Cette faille va croître lorsque, arrivée à destination, la chanteuse va tomber amoureuse d’un beau marin promis à la fille du gouverneur (jouée par la Fordienne Anna Lee) : c’est John Wayne dans un rôle amusant et plutôt léger. Très convaincant lorsqu’il fait le dur, Wayne est quand même un peu limite lorsqu’il se transforme en amoureux très fleur bleue… Ajoutons à cette galerie déjà bien fournie un dangereux arnaqueur, joué avec froideur par l’inquiétant Oscar Homolka, qui était le Verloc du Sabotage de Hitchcock.
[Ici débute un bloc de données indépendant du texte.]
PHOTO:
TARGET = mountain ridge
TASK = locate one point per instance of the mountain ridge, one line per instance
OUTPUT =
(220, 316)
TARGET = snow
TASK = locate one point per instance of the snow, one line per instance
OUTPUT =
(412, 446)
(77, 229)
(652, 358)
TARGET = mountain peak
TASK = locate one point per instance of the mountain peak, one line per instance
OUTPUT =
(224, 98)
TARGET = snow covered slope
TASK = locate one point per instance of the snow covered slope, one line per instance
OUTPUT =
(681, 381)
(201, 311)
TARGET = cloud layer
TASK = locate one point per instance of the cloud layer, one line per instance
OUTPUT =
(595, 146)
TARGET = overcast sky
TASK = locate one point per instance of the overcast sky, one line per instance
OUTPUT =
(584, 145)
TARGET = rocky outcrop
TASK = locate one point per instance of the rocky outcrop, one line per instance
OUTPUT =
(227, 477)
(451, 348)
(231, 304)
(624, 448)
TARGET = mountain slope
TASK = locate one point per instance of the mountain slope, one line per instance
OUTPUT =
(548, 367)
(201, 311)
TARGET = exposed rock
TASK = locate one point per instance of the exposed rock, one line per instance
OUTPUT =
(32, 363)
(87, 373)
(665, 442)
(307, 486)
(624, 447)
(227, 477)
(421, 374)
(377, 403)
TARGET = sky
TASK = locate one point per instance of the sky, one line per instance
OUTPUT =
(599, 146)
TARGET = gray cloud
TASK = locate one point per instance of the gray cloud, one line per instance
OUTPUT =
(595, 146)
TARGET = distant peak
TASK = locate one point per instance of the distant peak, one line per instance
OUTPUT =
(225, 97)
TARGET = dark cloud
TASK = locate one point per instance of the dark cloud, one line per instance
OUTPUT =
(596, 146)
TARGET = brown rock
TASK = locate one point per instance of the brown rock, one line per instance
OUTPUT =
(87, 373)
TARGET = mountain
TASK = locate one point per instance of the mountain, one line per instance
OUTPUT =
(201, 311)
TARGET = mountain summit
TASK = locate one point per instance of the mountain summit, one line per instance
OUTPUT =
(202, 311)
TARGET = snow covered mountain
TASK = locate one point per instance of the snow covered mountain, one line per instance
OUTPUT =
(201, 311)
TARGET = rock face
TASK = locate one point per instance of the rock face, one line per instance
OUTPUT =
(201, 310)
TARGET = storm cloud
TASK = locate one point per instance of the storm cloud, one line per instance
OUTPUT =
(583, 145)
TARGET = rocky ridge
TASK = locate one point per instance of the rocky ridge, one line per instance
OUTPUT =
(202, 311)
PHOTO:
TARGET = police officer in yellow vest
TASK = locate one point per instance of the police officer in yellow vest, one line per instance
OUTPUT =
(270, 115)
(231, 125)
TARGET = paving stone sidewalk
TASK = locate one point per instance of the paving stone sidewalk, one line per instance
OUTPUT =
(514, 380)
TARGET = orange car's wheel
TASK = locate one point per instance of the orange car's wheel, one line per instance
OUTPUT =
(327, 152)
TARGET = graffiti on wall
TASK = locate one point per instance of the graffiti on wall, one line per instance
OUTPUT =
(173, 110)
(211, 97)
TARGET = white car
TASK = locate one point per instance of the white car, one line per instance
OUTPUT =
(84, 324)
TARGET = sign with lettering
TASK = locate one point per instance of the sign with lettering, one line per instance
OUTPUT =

En apparence, on est en terrain très connu : un film d’aventure romantique et exotique, genre très en vogue à l’époque, avec des personnages qui semblent proches de la caricature. Sauf que, justement, la force du film, outre son rythme exceptionnel, réside sur les contre-pieds absolus pris pour à peu près tous les personnages : celui de Marlene, bien sûr, dont la force et le recul ne sont qu’apparences ; il y le médecin alcoolique et désagréable, qui se révélera être un fidèle ami ; le gros bras un peu idiot qui révélera sa sensibilité et sa clairvoyance…

Le personnage de John Wayne est un peu plus convenu, mais se sentiment de douce mélancolie qui reste après avoir vu le film repose en partie sur la décision inattendue qu’il prendra. Loin, très loin de ce qu’on pouvait attendre de ce film drôle et énergique, qui est finalement aussi amer et mélancolique.